Stubbs has actively encouraged many artists at the centre, including Nyapanyapa Yunupingu and Garawan Wanambi.

Stubbs has written several articles about artists and Yolgnu art, including for Artlink magazine. and Artist Profile.

He has written or contributed to catalogues accompanying major exhibitions, such as Yolŋu power: the art of Yirrkala at the Art Gallery of New South Wales, which ran from 21 June to 6 October 2025.

==Recognition and awards==
In March 2015, Stubbs was presented with the inaugural Australia Council's Visual Arts Award (Advocate) in Sydney, which recognises his "outstanding success as the long-term co-ordinator of the Buku-Larrnggay Mulka Centre in Yirrkala and his passionate advocacy of Indigenous arts and Australia's unique arts centres".

He is regarded as an expert in Yolgnu art, and asked for input in forums and for publication. In February 2019 he joined a panel discussion at the Nevada Museum of Art, which included two artists from Gunybi Ganambarr and Barayuwa Mununggurr along with Henry Skerritt, Curator of Indigenous Arts of Australia at the Kluge-Ruhe Aboriginal Art Collection of the University of Virginia. The discussion, titled The Inside World: Contemporary Aboriginal Australian Memorial Poles accompanied an exhibition of memorial poles from Arnhem Land.

==Personal life==
In 1995 Stubbs married school principal, scholar, artist, and musician, Merrkiyawuy Ganambarr (now known as Merrkiyawuy Ganambarr-Stubbs Includes photo of Merrkiyawuy Ganambarr-Stubbs.) whom he met when working for Aboriginal legal aid. They have a daughter, Siena.

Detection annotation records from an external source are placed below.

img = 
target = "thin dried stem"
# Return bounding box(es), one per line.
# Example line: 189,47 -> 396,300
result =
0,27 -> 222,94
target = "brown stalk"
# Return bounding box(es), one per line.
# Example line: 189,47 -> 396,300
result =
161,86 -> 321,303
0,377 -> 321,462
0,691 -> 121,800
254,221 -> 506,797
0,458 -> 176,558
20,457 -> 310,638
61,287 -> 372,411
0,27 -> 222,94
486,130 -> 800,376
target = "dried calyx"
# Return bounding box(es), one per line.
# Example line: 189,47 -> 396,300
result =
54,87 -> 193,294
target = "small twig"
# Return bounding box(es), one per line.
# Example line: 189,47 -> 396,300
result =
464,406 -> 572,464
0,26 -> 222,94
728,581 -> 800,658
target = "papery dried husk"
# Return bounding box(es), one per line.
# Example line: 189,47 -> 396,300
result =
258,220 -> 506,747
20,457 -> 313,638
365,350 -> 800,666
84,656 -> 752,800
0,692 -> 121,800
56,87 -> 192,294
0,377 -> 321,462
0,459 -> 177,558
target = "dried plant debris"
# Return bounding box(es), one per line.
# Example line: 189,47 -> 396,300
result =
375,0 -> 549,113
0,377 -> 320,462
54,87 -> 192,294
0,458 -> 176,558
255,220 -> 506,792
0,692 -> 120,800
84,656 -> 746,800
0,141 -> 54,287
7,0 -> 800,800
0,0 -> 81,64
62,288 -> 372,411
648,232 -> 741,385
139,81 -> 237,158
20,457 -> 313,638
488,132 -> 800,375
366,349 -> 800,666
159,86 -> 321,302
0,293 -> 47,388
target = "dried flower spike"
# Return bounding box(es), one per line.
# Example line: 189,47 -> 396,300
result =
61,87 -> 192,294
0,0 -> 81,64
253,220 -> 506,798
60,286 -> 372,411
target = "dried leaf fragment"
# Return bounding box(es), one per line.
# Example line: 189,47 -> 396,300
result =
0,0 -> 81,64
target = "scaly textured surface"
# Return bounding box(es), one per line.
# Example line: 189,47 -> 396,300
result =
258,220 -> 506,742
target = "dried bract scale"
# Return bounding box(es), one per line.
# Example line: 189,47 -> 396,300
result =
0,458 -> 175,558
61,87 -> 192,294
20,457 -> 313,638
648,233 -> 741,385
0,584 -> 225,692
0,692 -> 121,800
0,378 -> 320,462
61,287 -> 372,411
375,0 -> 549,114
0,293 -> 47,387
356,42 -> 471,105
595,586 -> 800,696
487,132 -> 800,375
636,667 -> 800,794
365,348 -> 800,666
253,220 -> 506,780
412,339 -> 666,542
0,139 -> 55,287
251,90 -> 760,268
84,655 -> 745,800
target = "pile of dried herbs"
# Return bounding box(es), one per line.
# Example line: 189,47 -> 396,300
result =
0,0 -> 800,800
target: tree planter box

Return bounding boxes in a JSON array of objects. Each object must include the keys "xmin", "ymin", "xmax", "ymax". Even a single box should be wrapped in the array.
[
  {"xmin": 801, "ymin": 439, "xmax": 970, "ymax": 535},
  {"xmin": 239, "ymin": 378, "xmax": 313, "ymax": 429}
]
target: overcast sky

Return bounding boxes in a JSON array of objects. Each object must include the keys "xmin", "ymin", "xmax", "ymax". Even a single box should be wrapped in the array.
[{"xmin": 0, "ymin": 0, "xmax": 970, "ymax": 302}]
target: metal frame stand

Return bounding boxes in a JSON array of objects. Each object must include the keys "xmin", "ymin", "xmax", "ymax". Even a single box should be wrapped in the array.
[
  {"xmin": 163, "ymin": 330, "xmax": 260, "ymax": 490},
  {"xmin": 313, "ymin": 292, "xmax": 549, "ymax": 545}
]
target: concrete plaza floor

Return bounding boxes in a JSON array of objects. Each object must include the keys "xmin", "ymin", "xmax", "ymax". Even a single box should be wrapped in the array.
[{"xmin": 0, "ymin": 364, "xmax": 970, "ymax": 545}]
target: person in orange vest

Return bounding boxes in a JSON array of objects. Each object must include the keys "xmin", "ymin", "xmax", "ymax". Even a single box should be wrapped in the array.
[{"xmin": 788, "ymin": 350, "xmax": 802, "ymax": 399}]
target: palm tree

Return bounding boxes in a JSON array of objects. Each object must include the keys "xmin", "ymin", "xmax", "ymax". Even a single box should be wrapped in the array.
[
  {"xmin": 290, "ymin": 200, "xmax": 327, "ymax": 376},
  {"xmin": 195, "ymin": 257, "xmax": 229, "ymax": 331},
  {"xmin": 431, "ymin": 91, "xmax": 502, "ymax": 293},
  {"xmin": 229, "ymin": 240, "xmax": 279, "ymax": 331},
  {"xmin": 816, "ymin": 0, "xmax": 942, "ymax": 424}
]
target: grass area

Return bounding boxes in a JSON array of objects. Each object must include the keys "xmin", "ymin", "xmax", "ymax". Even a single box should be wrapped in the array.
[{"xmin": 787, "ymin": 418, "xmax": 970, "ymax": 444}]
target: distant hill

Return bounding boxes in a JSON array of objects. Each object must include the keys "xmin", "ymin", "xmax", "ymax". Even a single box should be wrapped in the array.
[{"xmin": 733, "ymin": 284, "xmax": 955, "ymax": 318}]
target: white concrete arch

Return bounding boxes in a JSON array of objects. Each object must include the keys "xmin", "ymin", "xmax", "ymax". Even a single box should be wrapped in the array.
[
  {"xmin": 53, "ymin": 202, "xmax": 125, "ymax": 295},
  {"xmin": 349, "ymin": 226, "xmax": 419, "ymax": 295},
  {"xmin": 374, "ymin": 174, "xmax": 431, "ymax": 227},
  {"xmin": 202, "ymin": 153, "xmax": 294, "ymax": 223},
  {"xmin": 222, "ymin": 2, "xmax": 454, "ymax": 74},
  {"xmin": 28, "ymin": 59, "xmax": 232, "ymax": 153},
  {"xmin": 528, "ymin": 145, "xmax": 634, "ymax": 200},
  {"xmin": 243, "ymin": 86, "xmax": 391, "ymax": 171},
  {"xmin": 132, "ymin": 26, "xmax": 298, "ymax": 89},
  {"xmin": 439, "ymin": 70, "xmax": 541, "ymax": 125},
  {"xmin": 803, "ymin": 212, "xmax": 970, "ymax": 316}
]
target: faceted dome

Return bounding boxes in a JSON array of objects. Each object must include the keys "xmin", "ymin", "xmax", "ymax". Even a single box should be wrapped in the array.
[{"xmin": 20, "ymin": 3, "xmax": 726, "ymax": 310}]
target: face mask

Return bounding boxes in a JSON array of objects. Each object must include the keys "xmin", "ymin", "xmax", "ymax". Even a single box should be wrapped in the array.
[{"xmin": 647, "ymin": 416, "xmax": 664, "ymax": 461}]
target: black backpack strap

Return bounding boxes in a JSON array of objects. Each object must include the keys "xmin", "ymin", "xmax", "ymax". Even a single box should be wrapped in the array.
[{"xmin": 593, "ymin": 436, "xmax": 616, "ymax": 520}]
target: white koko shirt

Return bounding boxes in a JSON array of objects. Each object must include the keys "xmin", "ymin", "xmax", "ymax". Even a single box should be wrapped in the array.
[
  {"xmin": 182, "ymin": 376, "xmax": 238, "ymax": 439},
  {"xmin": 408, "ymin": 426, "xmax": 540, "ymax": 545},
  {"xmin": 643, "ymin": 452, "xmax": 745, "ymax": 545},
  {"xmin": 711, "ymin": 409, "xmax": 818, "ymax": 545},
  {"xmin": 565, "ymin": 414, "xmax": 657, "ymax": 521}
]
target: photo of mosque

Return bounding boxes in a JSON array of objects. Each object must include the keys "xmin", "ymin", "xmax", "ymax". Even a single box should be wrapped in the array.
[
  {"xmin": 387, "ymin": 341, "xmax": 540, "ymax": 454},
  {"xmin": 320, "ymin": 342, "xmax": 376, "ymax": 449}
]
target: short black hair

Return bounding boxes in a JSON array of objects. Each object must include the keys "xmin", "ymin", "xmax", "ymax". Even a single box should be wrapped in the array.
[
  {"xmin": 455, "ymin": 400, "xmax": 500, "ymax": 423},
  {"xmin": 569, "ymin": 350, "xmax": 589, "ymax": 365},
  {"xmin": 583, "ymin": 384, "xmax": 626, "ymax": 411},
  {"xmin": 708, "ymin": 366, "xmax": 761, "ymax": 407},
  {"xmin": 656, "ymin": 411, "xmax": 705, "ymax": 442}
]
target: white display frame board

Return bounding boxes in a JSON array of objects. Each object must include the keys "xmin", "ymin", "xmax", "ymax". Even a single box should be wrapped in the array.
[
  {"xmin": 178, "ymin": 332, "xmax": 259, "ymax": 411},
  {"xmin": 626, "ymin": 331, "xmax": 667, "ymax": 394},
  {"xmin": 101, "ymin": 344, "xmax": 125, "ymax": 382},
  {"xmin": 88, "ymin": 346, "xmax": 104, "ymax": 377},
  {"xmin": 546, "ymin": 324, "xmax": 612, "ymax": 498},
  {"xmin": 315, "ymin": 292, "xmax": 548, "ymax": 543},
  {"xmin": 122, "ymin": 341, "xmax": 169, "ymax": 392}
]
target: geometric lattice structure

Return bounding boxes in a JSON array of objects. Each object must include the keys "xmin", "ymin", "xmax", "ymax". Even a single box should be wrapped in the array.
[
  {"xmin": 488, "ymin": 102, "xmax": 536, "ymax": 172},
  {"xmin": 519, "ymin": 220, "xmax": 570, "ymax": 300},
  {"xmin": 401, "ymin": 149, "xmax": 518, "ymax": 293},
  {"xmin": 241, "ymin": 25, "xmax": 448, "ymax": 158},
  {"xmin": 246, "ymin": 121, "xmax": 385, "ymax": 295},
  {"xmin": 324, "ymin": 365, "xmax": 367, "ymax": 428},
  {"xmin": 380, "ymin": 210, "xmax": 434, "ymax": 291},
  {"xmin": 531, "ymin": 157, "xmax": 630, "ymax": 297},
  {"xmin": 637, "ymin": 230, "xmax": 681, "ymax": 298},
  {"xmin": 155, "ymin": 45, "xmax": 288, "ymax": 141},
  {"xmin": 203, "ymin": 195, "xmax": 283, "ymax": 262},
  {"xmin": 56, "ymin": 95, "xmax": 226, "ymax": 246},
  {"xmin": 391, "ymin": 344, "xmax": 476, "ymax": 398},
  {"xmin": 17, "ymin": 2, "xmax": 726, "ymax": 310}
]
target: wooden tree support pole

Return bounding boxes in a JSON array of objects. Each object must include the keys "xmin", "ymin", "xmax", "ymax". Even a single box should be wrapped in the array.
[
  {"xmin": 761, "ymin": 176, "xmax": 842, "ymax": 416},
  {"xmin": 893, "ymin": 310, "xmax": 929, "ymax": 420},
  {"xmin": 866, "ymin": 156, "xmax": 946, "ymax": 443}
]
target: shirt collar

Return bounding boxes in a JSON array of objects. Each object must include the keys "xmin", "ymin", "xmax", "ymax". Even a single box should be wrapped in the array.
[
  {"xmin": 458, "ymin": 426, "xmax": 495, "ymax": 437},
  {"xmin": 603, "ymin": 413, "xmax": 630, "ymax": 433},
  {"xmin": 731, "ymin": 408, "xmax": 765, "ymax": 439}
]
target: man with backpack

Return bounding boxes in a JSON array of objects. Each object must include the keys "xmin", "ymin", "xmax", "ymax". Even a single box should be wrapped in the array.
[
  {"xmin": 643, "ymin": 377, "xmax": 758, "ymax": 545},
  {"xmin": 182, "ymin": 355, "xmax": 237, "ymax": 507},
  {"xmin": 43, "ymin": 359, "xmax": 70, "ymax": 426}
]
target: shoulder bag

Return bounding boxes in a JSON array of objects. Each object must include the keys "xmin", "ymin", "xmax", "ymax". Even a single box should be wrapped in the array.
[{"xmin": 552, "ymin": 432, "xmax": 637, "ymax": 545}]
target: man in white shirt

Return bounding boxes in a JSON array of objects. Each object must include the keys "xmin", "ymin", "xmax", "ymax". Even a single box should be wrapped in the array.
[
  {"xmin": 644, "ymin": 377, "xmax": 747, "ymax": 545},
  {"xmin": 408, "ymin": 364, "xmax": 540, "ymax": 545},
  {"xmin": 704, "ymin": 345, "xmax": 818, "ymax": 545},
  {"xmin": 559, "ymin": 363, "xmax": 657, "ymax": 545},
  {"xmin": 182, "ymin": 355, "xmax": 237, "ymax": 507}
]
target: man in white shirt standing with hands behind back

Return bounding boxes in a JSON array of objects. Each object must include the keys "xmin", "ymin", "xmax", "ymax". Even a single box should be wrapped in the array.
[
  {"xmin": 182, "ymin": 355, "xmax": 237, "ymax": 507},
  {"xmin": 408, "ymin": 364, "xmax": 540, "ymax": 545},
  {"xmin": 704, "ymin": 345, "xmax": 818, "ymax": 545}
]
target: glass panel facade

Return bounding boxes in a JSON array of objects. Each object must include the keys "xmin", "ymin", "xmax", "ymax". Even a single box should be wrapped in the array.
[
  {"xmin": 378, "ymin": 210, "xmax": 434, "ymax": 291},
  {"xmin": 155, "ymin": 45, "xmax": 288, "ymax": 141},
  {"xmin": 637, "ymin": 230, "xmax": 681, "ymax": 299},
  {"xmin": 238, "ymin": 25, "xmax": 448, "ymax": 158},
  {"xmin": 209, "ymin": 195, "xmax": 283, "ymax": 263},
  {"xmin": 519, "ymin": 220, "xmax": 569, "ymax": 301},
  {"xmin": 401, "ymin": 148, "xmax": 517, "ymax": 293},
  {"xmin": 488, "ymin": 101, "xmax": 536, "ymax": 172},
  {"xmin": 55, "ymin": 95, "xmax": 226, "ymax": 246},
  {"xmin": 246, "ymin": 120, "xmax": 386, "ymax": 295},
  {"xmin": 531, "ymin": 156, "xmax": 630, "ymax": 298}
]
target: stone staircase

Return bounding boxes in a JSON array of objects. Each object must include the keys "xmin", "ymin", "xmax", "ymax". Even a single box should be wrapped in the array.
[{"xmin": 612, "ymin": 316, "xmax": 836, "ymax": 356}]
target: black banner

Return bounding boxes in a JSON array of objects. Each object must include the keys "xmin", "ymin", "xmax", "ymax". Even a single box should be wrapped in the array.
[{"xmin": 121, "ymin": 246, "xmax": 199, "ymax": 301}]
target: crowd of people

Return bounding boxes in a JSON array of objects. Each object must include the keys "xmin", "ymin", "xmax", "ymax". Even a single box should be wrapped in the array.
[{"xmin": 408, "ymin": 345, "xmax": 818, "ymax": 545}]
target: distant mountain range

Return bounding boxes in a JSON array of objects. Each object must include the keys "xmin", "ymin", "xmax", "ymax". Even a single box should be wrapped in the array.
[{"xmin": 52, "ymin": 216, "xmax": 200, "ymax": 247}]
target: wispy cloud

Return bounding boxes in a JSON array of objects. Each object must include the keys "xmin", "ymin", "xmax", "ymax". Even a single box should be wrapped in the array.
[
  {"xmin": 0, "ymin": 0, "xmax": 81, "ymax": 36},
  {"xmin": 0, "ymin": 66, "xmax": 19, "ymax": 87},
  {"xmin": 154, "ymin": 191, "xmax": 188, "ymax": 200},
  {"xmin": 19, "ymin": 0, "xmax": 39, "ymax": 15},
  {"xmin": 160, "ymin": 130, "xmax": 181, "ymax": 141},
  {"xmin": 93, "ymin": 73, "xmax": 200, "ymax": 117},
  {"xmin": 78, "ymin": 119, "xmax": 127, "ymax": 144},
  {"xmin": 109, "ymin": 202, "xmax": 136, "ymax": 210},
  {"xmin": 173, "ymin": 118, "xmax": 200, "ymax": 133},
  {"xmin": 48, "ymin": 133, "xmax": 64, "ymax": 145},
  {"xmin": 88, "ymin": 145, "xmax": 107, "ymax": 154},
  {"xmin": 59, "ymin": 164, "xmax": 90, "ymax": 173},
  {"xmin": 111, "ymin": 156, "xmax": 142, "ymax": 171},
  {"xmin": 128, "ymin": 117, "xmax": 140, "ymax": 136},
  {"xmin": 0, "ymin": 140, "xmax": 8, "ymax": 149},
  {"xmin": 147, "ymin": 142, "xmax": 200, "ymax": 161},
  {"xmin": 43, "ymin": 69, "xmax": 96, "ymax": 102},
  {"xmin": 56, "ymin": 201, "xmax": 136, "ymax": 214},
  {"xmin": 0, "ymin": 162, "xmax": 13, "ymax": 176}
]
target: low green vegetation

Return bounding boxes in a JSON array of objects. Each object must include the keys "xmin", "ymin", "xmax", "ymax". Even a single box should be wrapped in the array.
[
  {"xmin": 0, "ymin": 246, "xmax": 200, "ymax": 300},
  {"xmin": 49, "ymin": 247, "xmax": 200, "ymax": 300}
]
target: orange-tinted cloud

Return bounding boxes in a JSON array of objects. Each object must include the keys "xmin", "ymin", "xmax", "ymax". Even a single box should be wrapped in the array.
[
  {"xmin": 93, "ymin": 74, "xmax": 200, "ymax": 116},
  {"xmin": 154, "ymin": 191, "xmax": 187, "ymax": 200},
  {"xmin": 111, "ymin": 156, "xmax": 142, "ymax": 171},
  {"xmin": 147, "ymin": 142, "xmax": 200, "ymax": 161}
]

Siena Ganambarr Stubbs started taking photographs from a young age, and in 2018 published a book of her photographs of birds of North-east Arnhem Land, called Our Birds. The book was shortlisted in the 2019 CBCA Book of the Year Awards: Eve Pownall Award for Information Books and the 2020 Chief Ministers NT Book Awards for Young Adult/Children. After finishing school, at the age of 18 she worked on The Mulka Project at the art centre. In 2020, she wrote an article for NGV Magazine, later published on the NGV website, about the effects of climate change on Yolngu Country. She moved to Brisbane to study at the Queensland University of Technology, graduating with a Bachelor of Fine Arts (Film, Screen and New Media) in 2023.